The United Nations and Amnesty International say as many as 5,000 people may have been killed. The Southern Cameroons Interim Government has reported death tolls in the thousands. Journalists and international human rights organizations haven’t been able to access the Southern Cameroons territory.
While the death toll remains uncertain, we of the Cameroon Concord Group can now reveal that the once formidable Rapid Intervention Battalion known as BIR has been demystified and many of its members are biting the dust in the jungles of Southern Cameroons.
The so-called BIR that was thought to be among Africa’s best militaries have been unable to stop a hastily assembled ragtag group of fighters now being referred to as Ambazonia Restoration Force.

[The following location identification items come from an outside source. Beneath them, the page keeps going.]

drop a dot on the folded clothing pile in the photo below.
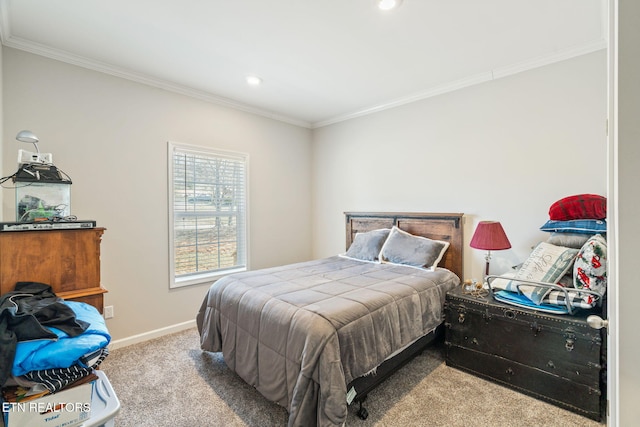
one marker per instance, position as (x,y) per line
(50,344)
(574,256)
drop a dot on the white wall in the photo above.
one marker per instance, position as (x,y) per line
(627,155)
(503,150)
(110,135)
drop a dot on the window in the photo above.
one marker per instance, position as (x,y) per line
(208,214)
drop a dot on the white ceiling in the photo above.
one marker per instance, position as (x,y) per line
(321,61)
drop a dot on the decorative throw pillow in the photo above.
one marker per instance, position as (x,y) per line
(546,263)
(580,206)
(581,226)
(366,246)
(405,248)
(590,268)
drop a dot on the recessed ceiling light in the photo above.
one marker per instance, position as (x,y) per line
(254,80)
(388,4)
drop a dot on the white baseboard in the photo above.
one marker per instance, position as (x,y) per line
(146,336)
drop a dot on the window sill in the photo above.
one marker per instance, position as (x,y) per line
(206,278)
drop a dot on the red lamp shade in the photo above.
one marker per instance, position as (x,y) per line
(490,235)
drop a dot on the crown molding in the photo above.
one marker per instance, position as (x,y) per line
(496,73)
(69,58)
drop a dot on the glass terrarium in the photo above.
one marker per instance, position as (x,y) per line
(38,201)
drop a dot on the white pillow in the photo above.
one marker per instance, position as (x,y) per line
(406,249)
(546,263)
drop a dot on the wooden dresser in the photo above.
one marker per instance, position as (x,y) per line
(68,260)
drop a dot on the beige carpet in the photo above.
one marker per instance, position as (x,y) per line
(170,382)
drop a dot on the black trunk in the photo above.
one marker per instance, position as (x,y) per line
(556,358)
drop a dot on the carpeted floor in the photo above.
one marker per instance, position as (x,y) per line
(169,381)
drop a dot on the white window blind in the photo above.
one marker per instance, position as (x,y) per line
(208,214)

There are so many issues involved in this prominent and successful failure on the part of the Cameroon government military and they include the francophonising of the army recruitment process, lack of a unified command structure, poor equipment, low morale and corruption among army generals and colonels.

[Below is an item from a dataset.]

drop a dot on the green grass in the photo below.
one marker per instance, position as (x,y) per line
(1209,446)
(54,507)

Scores within the Cameroon government military have faced secret courts-martials in Buea, Douala and Yaoundé in recent months for disobeying orders and, in many instances, refusing deployment to Southern Cameroons.
A prominent army general stationed in Buea at the beginning of the conflict, openly complained that his men were underequipped and that high-ranking military officials were bilking the country of money meant to fight the Southern Cameroons war was replaced by President Biya. Complaints of a lack of equipment are a taboo within the Cameroon government army.
The 88-year-old Head of State and Commander-In-Chief has done everything including sending in additional troops and giving them expanded powers to fight the Southern Cameroons Self Defense Forces. President Biya’s troop surge is still not enough, nor is his tactics suitable for countering a group of determined young men and women whose hunting rifles have now been replaced with more sophisticated killing machines.
We understand that the Cameroon government army does not have sufficient armies deployed in the Far North to protect the civilian population against Boko Haram and the Biya Francophone regime in Yaoundé is also not able to put enough soldiers on the ground in Southern Cameroons.
Meanwhile, the Cameroon military is now a constituency within the Cameroon political structure and its strength has developed in the past four years as the balance of state power in Yaoundé has shifted from civilian members of government to military generals.
Ever since the emergence of Boko Haram, the conflict in the Central African Republic and the war in Southern Cameroons, Biya and his ruling CPDM crime syndicate have found it necessary to feed the military leadership as a way to protect their power.
Correspondingly, army generals and colonels have everything while the Cameroonian security is being underfunded and is currently under-manpowered.